Execute the gen_data.py script
python data/gen_data.py
This will create four files:
data/train_x.txt
data/train_y.txt
data/test_x.txt
data/test_y.txt
Execute the lm_train.py script to fit a linear model to the training data. Note that this will be a bad model since the response is fairly non-linear.
python model/lm_train.py
The model will be saved to model/lm_mod.pickle
using pickle.
Start hosting the server with
gunicorn --bind 0.0.0.0:8000 --daemon server:app
This will run the run the flask app (called app
) found in server.py
and can be accessed at http://0.0.0.0:8000
.
The app itself only has one endpoint /predict
and expects a POST method.
So, if you go to http://0.0.0.0:8000/predict
in your browser, you'll receive an error saying the method is not allowed (the method in this case would be the GET method).
When running gunicorn in the background (i.e. as a daemon), the process can be killed with
pkill gunicorn
With the server up and running---listening on 0.0.0.0:8000
---we are ready to send data to the server.

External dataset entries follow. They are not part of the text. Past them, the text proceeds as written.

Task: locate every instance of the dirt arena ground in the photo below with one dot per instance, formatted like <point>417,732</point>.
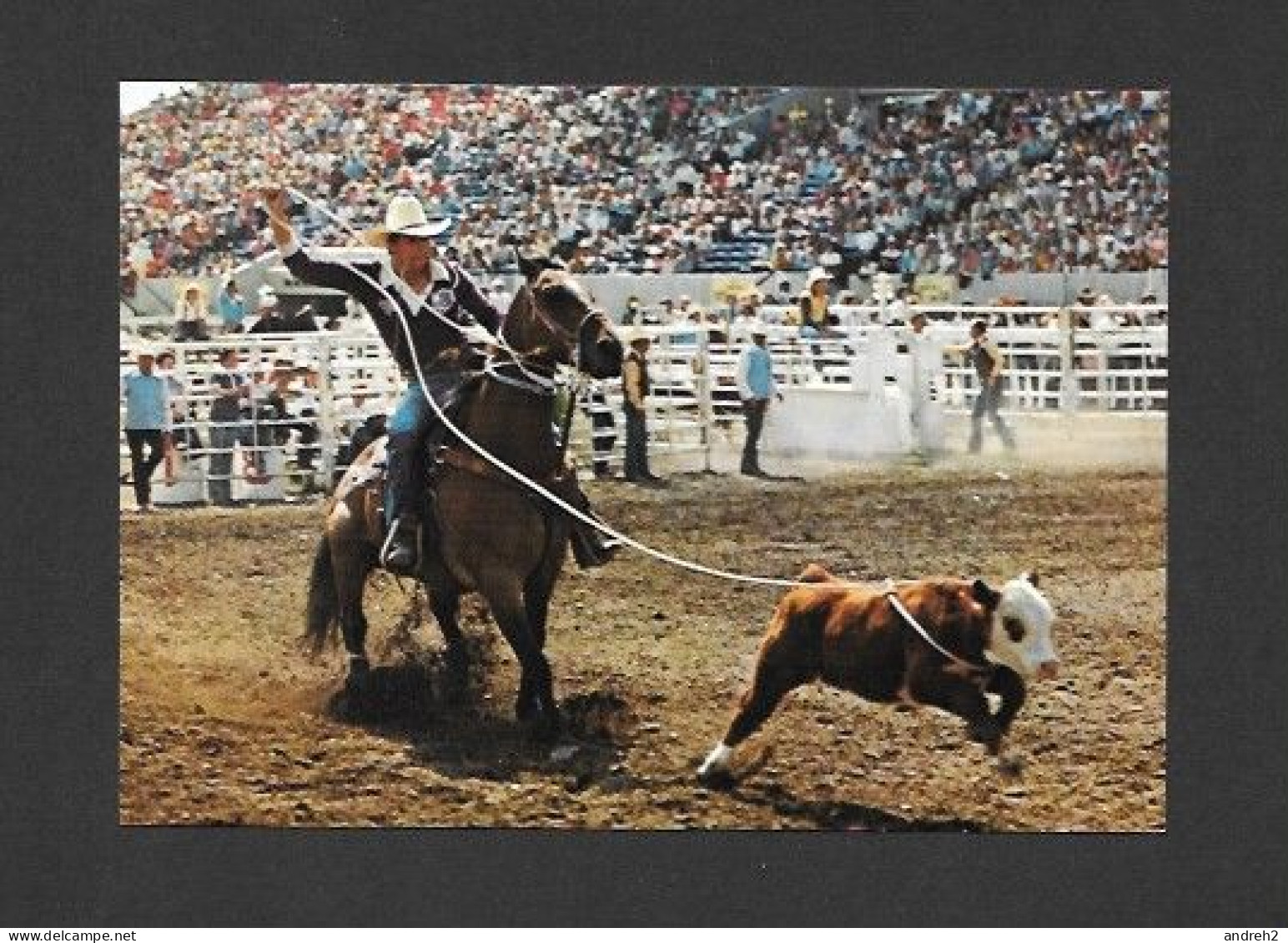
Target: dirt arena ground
<point>225,720</point>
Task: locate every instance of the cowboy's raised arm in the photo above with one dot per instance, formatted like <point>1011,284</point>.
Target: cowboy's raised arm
<point>312,270</point>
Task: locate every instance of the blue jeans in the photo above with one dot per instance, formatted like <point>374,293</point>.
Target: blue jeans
<point>412,419</point>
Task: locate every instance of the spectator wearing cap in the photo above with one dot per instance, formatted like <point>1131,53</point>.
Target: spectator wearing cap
<point>300,320</point>
<point>783,293</point>
<point>268,312</point>
<point>147,424</point>
<point>817,320</point>
<point>189,314</point>
<point>499,296</point>
<point>631,315</point>
<point>635,390</point>
<point>757,388</point>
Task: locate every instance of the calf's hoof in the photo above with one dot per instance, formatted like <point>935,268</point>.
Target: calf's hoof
<point>987,732</point>
<point>719,779</point>
<point>360,675</point>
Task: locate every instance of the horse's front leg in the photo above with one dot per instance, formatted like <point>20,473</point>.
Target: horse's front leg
<point>536,699</point>
<point>352,566</point>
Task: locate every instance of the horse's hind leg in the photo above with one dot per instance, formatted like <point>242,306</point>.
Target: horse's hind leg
<point>445,604</point>
<point>536,685</point>
<point>352,566</point>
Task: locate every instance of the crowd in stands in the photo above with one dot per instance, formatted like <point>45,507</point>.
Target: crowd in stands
<point>667,180</point>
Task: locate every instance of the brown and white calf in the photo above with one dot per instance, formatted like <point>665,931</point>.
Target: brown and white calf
<point>858,641</point>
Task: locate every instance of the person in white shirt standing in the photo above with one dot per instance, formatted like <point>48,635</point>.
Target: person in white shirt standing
<point>147,422</point>
<point>926,414</point>
<point>757,388</point>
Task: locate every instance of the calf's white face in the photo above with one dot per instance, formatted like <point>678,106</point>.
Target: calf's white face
<point>1020,636</point>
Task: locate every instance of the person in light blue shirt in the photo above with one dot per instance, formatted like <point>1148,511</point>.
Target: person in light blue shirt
<point>147,424</point>
<point>232,308</point>
<point>755,388</point>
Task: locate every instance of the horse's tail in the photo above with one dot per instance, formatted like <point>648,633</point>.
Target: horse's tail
<point>324,608</point>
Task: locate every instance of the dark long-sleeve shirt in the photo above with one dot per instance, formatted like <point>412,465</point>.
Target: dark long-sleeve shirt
<point>452,293</point>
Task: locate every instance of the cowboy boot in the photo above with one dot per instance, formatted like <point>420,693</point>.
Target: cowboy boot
<point>398,554</point>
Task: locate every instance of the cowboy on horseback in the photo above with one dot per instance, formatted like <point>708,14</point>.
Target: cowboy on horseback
<point>438,303</point>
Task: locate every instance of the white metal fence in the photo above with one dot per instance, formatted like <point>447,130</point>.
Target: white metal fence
<point>340,379</point>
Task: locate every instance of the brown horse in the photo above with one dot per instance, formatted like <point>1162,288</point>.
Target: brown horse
<point>492,534</point>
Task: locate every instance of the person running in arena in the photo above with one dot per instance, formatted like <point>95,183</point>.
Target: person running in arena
<point>987,359</point>
<point>407,293</point>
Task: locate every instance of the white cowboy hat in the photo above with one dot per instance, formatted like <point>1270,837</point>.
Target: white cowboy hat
<point>817,274</point>
<point>406,216</point>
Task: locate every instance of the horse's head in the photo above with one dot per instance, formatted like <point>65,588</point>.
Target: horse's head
<point>554,313</point>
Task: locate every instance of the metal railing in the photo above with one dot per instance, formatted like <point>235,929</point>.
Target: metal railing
<point>338,379</point>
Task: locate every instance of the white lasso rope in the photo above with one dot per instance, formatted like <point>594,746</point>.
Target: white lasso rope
<point>528,483</point>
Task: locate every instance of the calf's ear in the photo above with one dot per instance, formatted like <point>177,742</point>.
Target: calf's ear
<point>985,594</point>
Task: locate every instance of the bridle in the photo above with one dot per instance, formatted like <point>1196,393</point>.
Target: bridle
<point>573,340</point>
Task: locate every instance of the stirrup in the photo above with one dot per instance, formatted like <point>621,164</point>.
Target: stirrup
<point>392,549</point>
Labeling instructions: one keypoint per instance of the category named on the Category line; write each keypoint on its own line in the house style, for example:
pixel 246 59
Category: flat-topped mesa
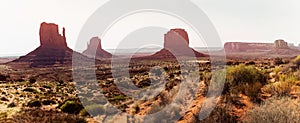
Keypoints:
pixel 50 37
pixel 94 49
pixel 281 44
pixel 176 39
pixel 95 44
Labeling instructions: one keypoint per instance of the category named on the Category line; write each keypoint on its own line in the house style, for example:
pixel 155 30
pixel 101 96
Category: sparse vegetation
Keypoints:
pixel 34 103
pixel 246 80
pixel 275 110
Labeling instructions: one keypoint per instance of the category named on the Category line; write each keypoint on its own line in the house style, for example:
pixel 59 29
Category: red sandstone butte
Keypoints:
pixel 53 49
pixel 176 44
pixel 50 37
pixel 94 49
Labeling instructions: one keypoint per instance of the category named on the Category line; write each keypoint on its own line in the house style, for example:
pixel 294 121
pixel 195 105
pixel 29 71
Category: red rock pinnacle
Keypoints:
pixel 176 45
pixel 176 38
pixel 50 37
pixel 95 49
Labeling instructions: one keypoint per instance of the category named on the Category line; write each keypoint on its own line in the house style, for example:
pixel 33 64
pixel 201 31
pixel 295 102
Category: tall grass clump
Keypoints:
pixel 275 110
pixel 246 80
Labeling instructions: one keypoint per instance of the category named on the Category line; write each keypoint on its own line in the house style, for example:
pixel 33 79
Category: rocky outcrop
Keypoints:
pixel 176 44
pixel 247 47
pixel 176 38
pixel 94 49
pixel 50 37
pixel 53 49
pixel 281 44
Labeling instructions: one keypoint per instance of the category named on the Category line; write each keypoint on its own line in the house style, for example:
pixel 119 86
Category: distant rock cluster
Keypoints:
pixel 50 37
pixel 94 49
pixel 247 47
pixel 53 49
pixel 281 44
pixel 176 44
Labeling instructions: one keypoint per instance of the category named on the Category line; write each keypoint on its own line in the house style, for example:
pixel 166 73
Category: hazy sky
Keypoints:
pixel 235 20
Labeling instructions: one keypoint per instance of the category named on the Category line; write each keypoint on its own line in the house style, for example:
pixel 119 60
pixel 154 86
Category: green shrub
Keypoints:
pixel 278 61
pixel 246 80
pixel 297 61
pixel 275 110
pixel 278 88
pixel 32 80
pixel 32 90
pixel 48 102
pixel 34 103
pixel 11 105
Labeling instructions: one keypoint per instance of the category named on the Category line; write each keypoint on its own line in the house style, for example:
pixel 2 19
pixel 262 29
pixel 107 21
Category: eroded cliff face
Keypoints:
pixel 51 38
pixel 94 49
pixel 247 47
pixel 176 44
pixel 281 44
pixel 176 39
pixel 52 51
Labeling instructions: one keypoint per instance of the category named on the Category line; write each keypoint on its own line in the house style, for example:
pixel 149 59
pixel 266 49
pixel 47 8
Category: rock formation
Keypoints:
pixel 247 47
pixel 94 49
pixel 50 37
pixel 53 49
pixel 176 44
pixel 281 44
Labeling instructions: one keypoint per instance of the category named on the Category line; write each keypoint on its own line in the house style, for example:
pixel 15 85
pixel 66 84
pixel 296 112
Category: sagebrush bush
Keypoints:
pixel 41 116
pixel 278 88
pixel 297 61
pixel 275 110
pixel 246 80
pixel 34 103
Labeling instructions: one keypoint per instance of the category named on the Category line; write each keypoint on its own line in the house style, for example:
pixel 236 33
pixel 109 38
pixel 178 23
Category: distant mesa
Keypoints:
pixel 176 43
pixel 247 47
pixel 281 44
pixel 53 49
pixel 50 37
pixel 94 49
pixel 279 48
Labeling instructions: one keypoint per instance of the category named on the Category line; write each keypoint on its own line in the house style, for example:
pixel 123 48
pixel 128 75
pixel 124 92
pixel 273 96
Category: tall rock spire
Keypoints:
pixel 51 38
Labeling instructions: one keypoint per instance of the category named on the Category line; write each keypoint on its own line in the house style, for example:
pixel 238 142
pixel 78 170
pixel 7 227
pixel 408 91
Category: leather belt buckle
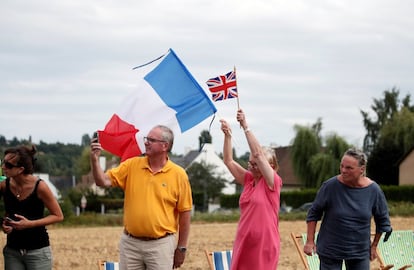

Technically, anything that lets you make a POST request---accompanied with some properly formatted JSON data---would be an acceptable way of communicating with the server. For this example, we can use the pred.py script.
The pred.py
script sends the test data (in JSON format) to the server via the /predict
endpoint.
The data is processed within server.apicall()
and the predictions are sent back as JSON to the user.
Notice that some conversion between JSON and numpy array is done since the model expects a numpy array, but the HTTP request expects JSON.
It may be most helpful to play with pred.py
interactively, but running
python pred.py
is also acceptable. You should see a table print out for the predicted values, followed by the MSE:
0
0 -0.155496
1 0.098487
2 2.130050
3 -2.077463
4 2.562407
5 -0.085750
6 -0.352975
7 -1.987332
8 -0.351220
9 0.951248
10 -1.636224
11 -3.547744
12 -1.239803
13 -0.666220
14 -0.059957
15 -1.367055
16 0.370481
17 -1.266943
18 -0.540817
19 -2.843020
[2.09111105]
Build the Docker image with
./build_docker.sh
This may take a minute or two since the base Ubuntu image will be pulled from Docker Hub and Python3 will have to be installed on the image.
Once the image is built, you are ready to run a container (something like a temporary copy of Docker image). Run the container with
docker run -p 8181:8000 ml-deploy
The 8181
is the port that the host will listen on, meaning we will send requests to 8181
(note the commented out section in pred.py
).
The 8000
is the port used internally by the Docker container for the gunicorn server.
And ml-deploy
is the name of the image created from the build_docker.sh
script.
At this point, you can use the pred.py
script again to send requests to the container.
As noted earlier, the container listens on port 8181
, so that change would need to be accounted for when running pred.py
.
To run the container interactively, comment out the ENTRYPOINT line in the dockerfile
when building the image.
This shouldn't really be the case, but I couldn't figure out how to be able to run the container normally and also have access to it interactively.
Running the container interactively puts you in a shell for the container.
You can do whatever you want, such as installing packages or running some Python code.
But after the container is stopped, no changes are saved (recall the temporary nature of Docker containers).